Finding the Right Footing: Dance Music and Signification in Baroque Opera Seria

Greg Decker, Bowling Green University

A fundamental issue in undertaking what is commonly described as "opera analysis" of Baroque opera seria is that this genre of works does not rely on dynamic and fluid musical elements to drive the drama forward. Instead, musical topics -- and dance music in particular -- play an important role in the composition of many arias in opera seria, and the information these topics provide can contribute to semantic interpretation. While a considerable amount of literature has been devoted to the use of dance and other musical topoi in the late eighteenth century, a lacuna still remains to be filled with respect to their use in Baroque music.

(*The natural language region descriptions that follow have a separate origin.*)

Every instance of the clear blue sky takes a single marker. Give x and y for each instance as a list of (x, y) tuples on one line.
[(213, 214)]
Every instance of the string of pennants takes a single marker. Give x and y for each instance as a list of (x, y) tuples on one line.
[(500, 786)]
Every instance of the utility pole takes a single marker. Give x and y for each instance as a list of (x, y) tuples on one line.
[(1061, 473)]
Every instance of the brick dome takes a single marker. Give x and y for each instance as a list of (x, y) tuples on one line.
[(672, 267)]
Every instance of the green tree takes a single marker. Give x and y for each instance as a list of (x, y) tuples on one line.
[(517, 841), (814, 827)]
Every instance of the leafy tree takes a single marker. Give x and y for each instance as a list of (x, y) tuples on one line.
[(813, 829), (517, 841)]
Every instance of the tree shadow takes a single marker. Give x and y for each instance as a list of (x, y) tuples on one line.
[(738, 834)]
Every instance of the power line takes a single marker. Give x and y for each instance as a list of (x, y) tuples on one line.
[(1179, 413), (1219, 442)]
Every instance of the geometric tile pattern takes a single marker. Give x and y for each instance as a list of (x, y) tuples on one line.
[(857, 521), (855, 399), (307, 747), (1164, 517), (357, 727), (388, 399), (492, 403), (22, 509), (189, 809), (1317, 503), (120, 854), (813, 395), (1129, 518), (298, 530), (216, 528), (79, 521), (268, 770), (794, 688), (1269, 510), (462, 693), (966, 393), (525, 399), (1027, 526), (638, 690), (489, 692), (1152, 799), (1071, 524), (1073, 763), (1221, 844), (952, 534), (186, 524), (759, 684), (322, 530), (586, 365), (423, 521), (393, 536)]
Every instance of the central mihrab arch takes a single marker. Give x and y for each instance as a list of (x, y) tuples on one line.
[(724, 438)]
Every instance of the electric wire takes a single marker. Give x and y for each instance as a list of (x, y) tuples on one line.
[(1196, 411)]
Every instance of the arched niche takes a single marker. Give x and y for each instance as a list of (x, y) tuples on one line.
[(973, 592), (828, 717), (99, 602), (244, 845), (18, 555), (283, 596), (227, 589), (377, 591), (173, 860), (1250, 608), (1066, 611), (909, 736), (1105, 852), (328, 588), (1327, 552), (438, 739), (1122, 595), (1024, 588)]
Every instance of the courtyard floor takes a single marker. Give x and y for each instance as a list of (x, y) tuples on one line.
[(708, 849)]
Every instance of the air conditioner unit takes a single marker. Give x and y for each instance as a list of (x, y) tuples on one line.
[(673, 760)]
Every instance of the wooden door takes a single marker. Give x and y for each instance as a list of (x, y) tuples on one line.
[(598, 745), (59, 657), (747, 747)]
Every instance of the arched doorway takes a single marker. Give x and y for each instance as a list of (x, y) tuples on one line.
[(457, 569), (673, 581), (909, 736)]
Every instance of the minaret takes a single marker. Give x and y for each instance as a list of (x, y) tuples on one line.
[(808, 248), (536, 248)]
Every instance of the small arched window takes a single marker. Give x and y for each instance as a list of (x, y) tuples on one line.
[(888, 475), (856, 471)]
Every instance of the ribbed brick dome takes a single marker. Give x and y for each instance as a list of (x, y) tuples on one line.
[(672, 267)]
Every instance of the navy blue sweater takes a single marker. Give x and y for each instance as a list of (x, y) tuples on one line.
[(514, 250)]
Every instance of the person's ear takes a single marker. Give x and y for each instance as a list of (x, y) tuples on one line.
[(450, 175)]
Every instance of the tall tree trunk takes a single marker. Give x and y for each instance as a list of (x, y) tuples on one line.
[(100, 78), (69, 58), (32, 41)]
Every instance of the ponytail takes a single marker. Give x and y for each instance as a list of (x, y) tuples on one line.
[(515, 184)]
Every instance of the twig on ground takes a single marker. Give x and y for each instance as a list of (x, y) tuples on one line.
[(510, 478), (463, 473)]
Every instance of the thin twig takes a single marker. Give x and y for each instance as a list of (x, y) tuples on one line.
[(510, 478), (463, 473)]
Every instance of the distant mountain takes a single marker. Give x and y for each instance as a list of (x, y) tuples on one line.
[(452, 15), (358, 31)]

In this paper, I examine the types of information that dance topics provide in the Baroque, with special attention to arias in G.F. Handel's Italian-language operas. I first turn to the "denotative" reading of expressive information (Shaftel, 2009); that is, the actual, concrete experiences audience members may have had with the types of dances Handel employed. Establishing the types of relationships to and attitudes towards dance music that the audience members at the time provides interpretive information and lends credibility to the notion that these dances could indeed carry topical significance in the early eighteenth century. Second, I unpack possible "connotative" associations -- assumptions and literarily constructed notions -- of stylistic level and affect for a sample of dance topics (Monelle, 2006). Finally, I apply the resulting information to several arias; I subsequently form interpretations of the characters and dramatic situations based on their accompanying dance topics. Arias will be drawn from Handel's operas Radamisto (1720), Tamerlano (1724), Orlando (1733), and Serse (1738).